The drive to reform the nation’s mortgage market accelerated Tuesday as the leaders of the Senate Banking Committee announced a bipartisan accord on legislation to wind down Fannie Mae and Freddie Mac.
"There is near unanimous agreement that our current housing finance system is not sustainable in the long term, and reform is necessary to help strengthen and stabilize the economy," Johnson said.
"This bipartisan effort will provide the market the certainty it needs, while preserving fair and affordable housing throughout the country."
The bill from Johnson and Crapo calls for the slow demolition of Fannie and Freddie, which were seized by the government during the financial crisis of 2008.
While the two mortgage giants are now turning a profit for the government, lawmakers fear federal control of the entities will put taxpayers on the hook for a massive bailout if the housing market collapses again.
Complicating the work for legislators, Fannie and Freddie have become the central backstop in the mortgage market, owning or backing about 60 percent of all mortgages. The federal government guarantees about 90 percent of all new loans.
The bill from Johnson and Crapo would eventually eliminate Fannie and Freddie, and create a new agency called the Federal Mortgage Insurance Corp.
It would also require private investors to take the first 10 percent of mortgage losses, before the government would step in to help.
“This agreement moves us closer to ending the five-year status quo and beginning the wind down of Fannie and Freddie, while protecting taxpayers with strong private capital, building the components for a stable secondary market and avoiding repeating the mistakes of the past,” Crapo said.
“Government control of Fannie and Freddie with no private capital to protect taxpayers against losses is unacceptable," he added.

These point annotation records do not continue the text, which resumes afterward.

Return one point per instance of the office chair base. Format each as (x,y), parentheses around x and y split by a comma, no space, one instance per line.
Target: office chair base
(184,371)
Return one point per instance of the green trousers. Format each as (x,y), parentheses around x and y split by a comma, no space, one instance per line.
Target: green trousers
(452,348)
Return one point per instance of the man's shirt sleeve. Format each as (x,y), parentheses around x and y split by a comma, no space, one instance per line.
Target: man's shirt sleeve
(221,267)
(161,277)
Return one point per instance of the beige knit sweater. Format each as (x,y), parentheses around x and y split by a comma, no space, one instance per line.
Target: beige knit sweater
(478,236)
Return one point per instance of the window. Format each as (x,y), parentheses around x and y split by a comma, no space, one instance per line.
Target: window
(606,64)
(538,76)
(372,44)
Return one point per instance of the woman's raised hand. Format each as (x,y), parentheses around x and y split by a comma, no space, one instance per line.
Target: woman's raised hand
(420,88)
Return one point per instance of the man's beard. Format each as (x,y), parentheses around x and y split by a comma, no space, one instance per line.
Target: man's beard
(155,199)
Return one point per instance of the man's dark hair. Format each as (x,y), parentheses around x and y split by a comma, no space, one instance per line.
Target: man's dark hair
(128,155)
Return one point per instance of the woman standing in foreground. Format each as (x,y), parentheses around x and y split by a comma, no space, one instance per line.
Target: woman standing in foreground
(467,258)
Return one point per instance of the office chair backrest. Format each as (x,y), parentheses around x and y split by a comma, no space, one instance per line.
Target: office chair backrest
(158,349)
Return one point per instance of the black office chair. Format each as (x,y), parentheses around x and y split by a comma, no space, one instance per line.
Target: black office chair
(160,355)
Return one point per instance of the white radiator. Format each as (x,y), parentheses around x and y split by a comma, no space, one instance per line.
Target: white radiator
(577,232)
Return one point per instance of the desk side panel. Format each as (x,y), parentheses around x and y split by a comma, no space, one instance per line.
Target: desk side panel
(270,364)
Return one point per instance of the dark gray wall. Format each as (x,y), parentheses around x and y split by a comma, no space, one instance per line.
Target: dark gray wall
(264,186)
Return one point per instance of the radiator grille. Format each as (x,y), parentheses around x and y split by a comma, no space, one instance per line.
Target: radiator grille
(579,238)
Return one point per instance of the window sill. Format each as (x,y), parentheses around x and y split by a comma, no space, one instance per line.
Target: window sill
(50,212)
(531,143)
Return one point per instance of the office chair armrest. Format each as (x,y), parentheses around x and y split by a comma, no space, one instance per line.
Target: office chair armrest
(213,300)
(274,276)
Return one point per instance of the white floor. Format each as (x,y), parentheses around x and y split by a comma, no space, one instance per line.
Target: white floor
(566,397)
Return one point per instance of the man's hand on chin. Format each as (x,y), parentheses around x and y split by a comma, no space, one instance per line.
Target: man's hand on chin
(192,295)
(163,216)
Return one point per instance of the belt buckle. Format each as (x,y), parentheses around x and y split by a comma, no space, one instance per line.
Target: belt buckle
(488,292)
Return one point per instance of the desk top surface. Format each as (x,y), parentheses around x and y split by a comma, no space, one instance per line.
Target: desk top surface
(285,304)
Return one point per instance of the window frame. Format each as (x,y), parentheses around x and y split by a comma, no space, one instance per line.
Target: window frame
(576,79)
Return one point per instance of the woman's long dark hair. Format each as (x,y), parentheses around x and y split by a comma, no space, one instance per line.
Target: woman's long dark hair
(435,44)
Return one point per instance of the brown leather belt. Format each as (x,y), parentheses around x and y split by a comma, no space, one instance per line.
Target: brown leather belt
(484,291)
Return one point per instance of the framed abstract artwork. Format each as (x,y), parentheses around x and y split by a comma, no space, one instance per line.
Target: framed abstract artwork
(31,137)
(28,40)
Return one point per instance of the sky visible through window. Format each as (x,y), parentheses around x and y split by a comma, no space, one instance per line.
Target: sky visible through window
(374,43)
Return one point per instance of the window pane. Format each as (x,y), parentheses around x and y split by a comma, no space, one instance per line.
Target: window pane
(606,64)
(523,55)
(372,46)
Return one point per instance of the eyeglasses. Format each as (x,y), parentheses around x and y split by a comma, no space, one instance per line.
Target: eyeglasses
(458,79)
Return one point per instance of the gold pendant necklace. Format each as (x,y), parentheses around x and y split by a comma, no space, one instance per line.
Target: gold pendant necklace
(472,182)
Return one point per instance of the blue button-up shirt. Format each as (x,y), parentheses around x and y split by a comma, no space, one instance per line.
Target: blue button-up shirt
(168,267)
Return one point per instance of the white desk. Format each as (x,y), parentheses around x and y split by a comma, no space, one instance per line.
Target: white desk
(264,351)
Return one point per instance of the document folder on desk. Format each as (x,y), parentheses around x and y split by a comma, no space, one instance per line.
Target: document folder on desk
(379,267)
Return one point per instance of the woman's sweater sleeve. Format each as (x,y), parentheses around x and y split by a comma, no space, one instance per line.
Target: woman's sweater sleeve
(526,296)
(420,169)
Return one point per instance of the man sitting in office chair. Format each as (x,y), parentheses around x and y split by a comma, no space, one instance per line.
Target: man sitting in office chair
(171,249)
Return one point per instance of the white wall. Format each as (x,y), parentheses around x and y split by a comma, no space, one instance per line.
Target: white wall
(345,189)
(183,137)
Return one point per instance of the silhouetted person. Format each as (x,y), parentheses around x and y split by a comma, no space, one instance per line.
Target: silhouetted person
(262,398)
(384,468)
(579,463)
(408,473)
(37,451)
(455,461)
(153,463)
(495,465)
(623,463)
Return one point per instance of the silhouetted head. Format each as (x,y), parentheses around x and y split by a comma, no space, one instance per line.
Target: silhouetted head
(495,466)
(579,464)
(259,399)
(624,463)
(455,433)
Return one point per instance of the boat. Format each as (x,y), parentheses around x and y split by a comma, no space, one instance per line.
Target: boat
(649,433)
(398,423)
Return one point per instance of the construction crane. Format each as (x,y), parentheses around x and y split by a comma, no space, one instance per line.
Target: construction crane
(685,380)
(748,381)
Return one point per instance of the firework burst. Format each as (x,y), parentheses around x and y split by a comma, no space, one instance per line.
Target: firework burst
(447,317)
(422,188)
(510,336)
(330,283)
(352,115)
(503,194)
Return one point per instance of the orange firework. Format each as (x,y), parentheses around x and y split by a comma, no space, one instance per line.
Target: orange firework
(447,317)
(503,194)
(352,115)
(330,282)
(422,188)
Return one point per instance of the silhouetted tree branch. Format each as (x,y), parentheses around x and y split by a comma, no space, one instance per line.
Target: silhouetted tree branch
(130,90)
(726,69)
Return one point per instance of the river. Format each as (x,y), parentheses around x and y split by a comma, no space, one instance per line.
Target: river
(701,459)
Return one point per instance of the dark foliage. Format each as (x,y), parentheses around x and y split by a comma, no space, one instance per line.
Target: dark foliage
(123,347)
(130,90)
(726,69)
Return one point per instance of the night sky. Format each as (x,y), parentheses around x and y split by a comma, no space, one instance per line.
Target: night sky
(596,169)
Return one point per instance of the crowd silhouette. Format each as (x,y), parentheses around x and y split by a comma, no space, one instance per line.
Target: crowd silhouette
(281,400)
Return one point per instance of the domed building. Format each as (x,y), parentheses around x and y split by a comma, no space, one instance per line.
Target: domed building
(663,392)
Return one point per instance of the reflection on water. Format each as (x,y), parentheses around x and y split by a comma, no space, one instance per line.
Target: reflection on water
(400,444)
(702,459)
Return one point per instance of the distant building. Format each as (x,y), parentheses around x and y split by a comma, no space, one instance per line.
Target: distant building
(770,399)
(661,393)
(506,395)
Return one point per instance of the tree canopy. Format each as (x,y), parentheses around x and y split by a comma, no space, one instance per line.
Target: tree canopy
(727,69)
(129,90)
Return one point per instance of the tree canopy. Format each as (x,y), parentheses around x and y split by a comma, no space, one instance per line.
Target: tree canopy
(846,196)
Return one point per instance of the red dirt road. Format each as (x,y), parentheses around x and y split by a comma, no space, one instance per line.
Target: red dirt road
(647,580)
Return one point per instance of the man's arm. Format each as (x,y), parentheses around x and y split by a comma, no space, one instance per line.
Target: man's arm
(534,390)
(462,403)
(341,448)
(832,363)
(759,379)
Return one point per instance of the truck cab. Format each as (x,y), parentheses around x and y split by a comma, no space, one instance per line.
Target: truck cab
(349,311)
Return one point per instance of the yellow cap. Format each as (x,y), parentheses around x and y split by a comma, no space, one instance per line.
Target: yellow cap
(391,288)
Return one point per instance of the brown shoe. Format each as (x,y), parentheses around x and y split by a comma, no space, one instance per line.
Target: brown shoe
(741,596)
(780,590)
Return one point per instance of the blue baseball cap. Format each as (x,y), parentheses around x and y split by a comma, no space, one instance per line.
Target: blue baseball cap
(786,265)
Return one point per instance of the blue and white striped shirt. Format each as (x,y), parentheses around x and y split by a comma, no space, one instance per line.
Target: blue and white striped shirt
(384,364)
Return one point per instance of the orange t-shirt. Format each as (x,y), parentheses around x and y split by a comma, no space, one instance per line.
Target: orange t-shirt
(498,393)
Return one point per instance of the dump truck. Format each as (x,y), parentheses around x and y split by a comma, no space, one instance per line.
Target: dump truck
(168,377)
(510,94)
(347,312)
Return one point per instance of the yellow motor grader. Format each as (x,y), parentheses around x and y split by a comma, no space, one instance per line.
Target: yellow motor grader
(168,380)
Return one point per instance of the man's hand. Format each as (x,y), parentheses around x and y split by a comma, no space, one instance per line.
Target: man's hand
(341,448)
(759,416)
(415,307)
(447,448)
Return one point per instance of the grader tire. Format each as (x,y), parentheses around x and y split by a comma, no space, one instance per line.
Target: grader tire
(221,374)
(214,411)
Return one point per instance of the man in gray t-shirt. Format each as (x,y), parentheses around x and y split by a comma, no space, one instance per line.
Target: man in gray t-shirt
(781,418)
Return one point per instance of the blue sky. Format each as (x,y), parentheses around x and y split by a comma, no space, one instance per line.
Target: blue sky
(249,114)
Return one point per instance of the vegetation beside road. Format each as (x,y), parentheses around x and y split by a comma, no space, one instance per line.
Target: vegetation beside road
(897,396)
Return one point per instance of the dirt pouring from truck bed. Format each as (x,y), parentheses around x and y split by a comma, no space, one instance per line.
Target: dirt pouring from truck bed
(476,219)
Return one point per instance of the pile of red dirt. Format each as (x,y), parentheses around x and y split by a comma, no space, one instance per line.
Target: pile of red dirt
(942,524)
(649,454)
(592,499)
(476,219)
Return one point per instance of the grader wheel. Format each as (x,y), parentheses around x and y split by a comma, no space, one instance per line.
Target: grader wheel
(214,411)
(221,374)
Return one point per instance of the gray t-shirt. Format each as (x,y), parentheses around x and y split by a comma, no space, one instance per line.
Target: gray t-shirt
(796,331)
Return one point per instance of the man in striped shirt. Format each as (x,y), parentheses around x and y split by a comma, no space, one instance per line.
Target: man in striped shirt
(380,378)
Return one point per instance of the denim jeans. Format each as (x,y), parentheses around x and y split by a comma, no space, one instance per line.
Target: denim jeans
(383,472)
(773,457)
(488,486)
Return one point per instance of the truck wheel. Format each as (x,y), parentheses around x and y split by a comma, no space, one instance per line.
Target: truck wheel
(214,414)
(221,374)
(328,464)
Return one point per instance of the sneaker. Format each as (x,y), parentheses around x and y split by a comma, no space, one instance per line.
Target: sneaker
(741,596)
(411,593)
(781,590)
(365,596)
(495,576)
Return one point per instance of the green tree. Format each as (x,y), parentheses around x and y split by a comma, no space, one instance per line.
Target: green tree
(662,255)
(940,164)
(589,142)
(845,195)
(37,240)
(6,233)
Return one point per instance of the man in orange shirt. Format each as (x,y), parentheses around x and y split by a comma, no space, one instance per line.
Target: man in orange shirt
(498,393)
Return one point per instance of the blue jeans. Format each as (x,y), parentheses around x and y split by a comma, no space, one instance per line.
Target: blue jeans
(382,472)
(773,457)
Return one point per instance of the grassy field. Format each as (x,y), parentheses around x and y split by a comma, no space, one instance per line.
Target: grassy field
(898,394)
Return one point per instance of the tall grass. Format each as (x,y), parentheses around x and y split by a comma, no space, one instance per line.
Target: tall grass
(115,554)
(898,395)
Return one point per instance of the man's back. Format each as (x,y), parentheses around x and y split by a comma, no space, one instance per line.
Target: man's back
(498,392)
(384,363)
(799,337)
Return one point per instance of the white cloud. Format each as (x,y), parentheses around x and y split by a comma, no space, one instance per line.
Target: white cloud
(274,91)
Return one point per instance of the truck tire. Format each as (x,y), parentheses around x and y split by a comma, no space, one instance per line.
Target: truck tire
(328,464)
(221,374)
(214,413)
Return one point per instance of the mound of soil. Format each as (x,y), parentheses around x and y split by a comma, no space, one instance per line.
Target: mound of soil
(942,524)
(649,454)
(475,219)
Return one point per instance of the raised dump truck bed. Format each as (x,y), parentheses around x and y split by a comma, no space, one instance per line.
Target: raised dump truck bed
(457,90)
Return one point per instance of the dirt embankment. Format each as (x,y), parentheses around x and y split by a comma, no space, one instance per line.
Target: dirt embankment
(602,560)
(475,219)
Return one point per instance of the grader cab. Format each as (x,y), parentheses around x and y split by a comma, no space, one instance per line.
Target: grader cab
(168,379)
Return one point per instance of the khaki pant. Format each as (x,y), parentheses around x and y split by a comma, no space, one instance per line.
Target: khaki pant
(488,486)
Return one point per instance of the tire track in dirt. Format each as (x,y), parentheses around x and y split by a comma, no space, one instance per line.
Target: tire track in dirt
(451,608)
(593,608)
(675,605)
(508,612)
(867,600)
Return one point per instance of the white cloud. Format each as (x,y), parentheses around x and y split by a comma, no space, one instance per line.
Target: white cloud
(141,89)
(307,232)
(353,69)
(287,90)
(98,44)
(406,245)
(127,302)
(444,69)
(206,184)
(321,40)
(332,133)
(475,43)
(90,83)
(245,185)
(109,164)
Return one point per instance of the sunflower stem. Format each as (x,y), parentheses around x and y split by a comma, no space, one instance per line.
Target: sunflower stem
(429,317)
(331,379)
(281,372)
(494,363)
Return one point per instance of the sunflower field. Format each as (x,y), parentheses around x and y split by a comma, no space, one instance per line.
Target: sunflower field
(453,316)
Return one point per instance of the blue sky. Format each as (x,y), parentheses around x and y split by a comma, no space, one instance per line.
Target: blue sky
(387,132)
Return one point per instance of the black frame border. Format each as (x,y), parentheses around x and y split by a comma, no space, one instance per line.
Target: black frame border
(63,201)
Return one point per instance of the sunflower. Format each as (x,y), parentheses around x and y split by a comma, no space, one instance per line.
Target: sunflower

Housing and mortgage industry officials said they were pleased that the Senate framework appeared to include many of their priorities, including preservation of government backing for the popular 30-year mortgage.
The measure would also require underwriting standards mirroring those set out under the new qualified mortgage rules, which took effect this year.
It would set down payment requirement at 5 percent for all homebuyers, except people taking out a mortgage for the first time, who would be required to put down 3.5 percent.
Jerry Howard, head of the National Association of Home Builders (NAHB) said the framework should produce a “very good bill.”
The White House, which contributed to the draft, released a statement saying the Johnson-Crapo measure required both sides to make difficult concessions to move the debate forward.
“We support this effort and believe it is a workable, bipartisan approach to complete the biggest remaining piece of post-Recession financial reform,” said White House spokesman Bobby Whithorne.
Still, House Financial Services Committee Chairman Jeb Hensarling (R-Texas) said he feared that the “window of opportunity to pass sustainable housing finance reform during this Congress is rapidly closing.”
Hensarling noted that many of the components in the Senate bill are part of a measure his committee approved in July.
Democrats have blasted Hensarling’s plan for not continuing government backing of the 30-year mortgage.
But whether the Johnson-Crapo bill would reduce the government’s role in the mortgage market enough for House Republicans remains to be seen.
Howard said if the Senate Banking Committee could mark up their housing reform measure before Easter and quickly move it to the floor, it would put “all kinds of pressure” on the House to act.
He said that, despite what are bound to be some remaining differences, lawmakers wouldn’t want to go home and campaign about why they would decline moving forward on legislation to stabilize the housing market and help the broader economy.
David Stevens, head of the Mortgage Bankers Association, said the Senate could pass a bill before the November elections.
“I’m hopeful it can gain traction,” Stevens said.
But to do that it needs a “broad majority in committee to gain momentum for Senate floor.”
He called the overhaul of Fannie and Freddie “the last major outstanding item from the Great Recession that has yet to be resolved.”
But passage of legislation remains a stiff challenge, as it would require the Senate and Republican-led House to reach an agreement in the heat of midterm election politics.
Howard said his biggest concern is that groups on the far right and left would try to derail the legislation.
But Stevens suggested that the structure of outline should appeal to many lawmakers because it works off the premise of protecting taxpayers’ interests first in the mortgage finance system.
The bill from Johnson and Crapo builds on the framework on legislation from Sens. Mark Warner (D-Va.) and Bob Corker (R-Tenn.), which was co-sponsored by a bipartisan group of 10 members on the Banking Committee.
"This shows that a bipartisan approach is the best way to get something this important and this complicated across the finish line,” Warner said.
Corker said Tuesday he loved the product that Johnson and Crapo had produced.
"It's one of the substantive pieces of legislation that we might actually pass," he said. "A month ago, to be candid, because things were moving so slow in committee, I was worried about that.
"I'm pretty optimistic.”
— Peter Schroeder contributed.
— This story was first posted at 10:21 a.m. and has been updated.